Peter King put the Jets ahead of the Titans on his Fine Fifteen this week. Which loss is less defendable, the Giants going to Cleveland (where the Texans just won) and losing by 21, or the Titans losing by the same score at home to an 8-3 team? I'm just sayin'. Guess what, the Titans still have the inside track to the top seed in the playoffs and would have to finish 2-4 in their last six to even have a chance of losing that spot.

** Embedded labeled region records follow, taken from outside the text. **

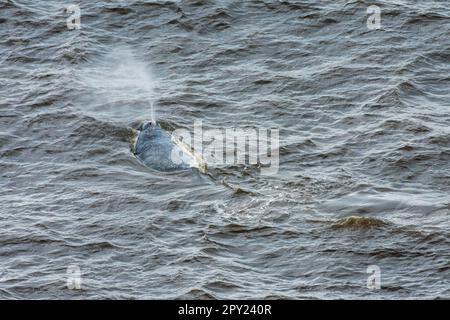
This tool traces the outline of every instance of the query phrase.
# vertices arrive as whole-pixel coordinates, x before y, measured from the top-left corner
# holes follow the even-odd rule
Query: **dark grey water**
[[[447,1],[67,3],[0,1],[1,298],[450,297]],[[152,102],[278,174],[144,167]]]

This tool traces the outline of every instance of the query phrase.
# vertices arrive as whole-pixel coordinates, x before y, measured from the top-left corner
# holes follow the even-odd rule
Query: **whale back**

Of course I won all my fantasy games this week. It's the strange fantasy/real karma that has not received as much scientific study as it deserves. My 2-9 AUFL squad is winning by 47 points with Donald Driver to play. My opponent and father, pulling a Darth Vader in Return of the Jedi, needs Drew Brees and Deuce McAllister to score a ton. I have an outside shot at a bye in z17, and in z34 I'm 6-6 but the 7-5 team in front of the for the wild card has the tiebreaker. It's not looking good. At least the first round rookie pick I traded for is going to be as high as number two. It's way too early to project but I'm thinking that LeSean McCoy or Chris Wells could end up in my lap. That's good because the Denver mess and Warrick Dunn won't save me for one more year.

There's nothing more depressing than Detroit on Thanksgiving Day. Daunte Culpepper is the best get-well gift for a team suddenly looking mortal. I would like to see Chris Johnson getting the turkey leg or whatever they give for the early game.

In 2003 when the Titans finished 12-4, they were crushed by the Colts 33-7 in week two.